99      À titre préalable, il convient de rappeler, conformément au point 75 ci-dessus, que la Commission, dans sa décision, n’a fait que mentionner que les éléments fournis par Nynas ne lui avaient pas permis d’établir de nouvelles caractéristiques importantes de l’entente, notamment en raison de la reformulation par Nynas de certaines déclarations relatives à ExxonMobil, mais qu’elle n’a pas pénalisé Nynas pour ces reformulations. Il convient donc d’écarter les arguments des requérantes relatifs à une violation du principe d’égalité avec Kuwait Petroleum sur ce point.

100    Selon la jurisprudence, dans l’exercice de son pouvoir d’appréciation de la coopération des entreprises, la Commission ne saurait méconnaître le principe d’égalité de traitement, qui est violé lorsque des situations comparables sont traitées de manière différente ou que des situations différentes sont traitées de manière identique, à moins qu’un tel traitement ne soit objectivement justifié et que ce principe s’oppose à ce que la Commission traite différemment la coopération des entreprises concernées par une même décision (voir arrêt Raiffeisen Zentralbank Österreich e.a./Commission, point 62 supra, point 533, et la jurisprudence citée). Elle considère cependant que la Commission ne méconnaît pas ce principe lorsqu’elle accorde, ou non, une réduction du montant des amendes en fonction de la coopération de l’entreprise concernée avec elle durant la procédure administrative (arrêts du Tribunal du 14 mai 1998, BPB de Eendracht/Commission, T‑311/94, Rec. p. II‑1129, points 309 à 313, et Weig/Commission, T‑317/94, Rec. p. II‑1235, points 287 à 289). En outre, elle estime qu’une différence de traitement des entreprises en cause doit être imputable à des degrés de coopération non comparables, notamment dans la mesure où ils ont consisté en la fourniture d’informations différentes ou en la fourniture de ces informations à des stades différents de la procédure administrative, ou dans des circonstances non analogues (arrêt du Tribunal du 6 décembre 2005, Brouwerij Haacht/Commission, T‑48/02, Rec. p. II‑5259, points 108 et 109).
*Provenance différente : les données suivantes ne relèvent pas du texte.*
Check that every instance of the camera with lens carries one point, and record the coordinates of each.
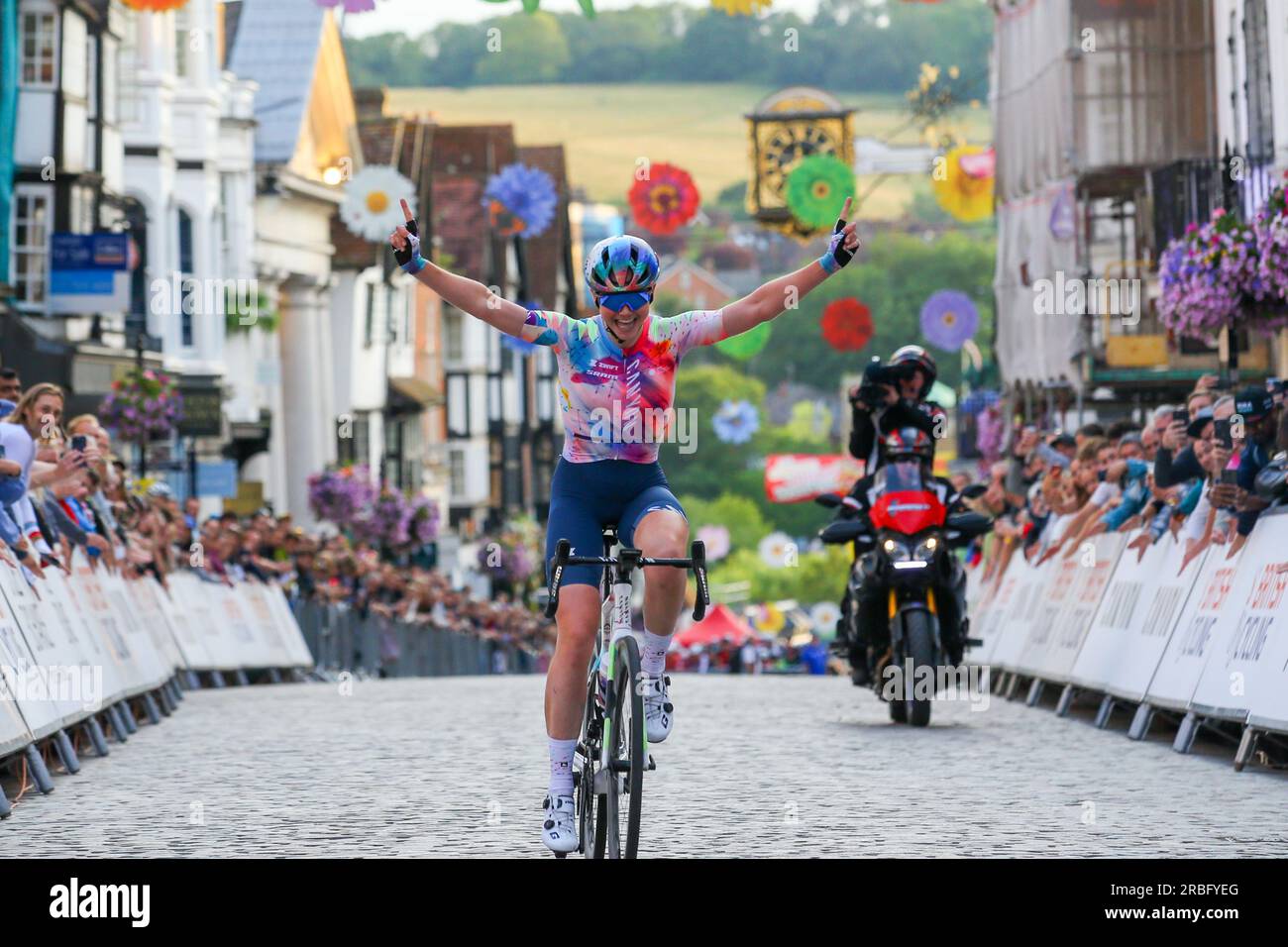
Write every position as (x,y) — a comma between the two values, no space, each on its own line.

101    Il convient en outre de préciser que, s’il a pu être considéré que, pour pouvoir être considérées comme comparables, les coopérations des entreprises ne devaient pas nécessairement intervenir le même jour, mais au même stade de la procédure (arrêt du Tribunal 30 avril 2009, Nintendo et Nintendo of Europe/Commission, T‑13/03, Rec. p. II‑947, point 178), ce principe s’appliquait au titre D de la communication sur la coopération de 1996, qui ne prévoyait pas un traitement différent des entreprises concernées en fonction de l’ordre dans lequel elles avaient coopéré avec la Commission, contrairement à la communication sur la coopération de 2002 (voir point 76 ci-dessus).

102    Enfin, lorsqu’une entreprise ne fait, au titre de la coopération, que confirmer, et ce de manière moins précise et explicite, certaines des informations déjà fournies par une autre entreprise au titre de la coopération, le degré de la coopération fournie par cette entreprise, quoiqu’il puisse ne pas être dénué d’une certaine utilité pour la Commission, ne saurait être considéré comme comparable à celui fourni par la première entreprise à avoir fourni lesdites informations. Une déclaration se limitant à corroborer, dans une certaine mesure, une déclaration dont la Commission disposait déjà ne facilite en effet pas la tâche de la Commission de manière significative. Partant, elle ne saurait être suffisante pour justifier une réduction du montant de l’amende au titre de la coopération (arrêts du Tribunal du 25 octobre 2005, Groupe Danone/Commission, T‑38/02, Rec. p. II‑4407, point 455, et du 17 mai 2011, Arkema France/Commission, T‑343/08, Rec. p. II‑2287, point 137).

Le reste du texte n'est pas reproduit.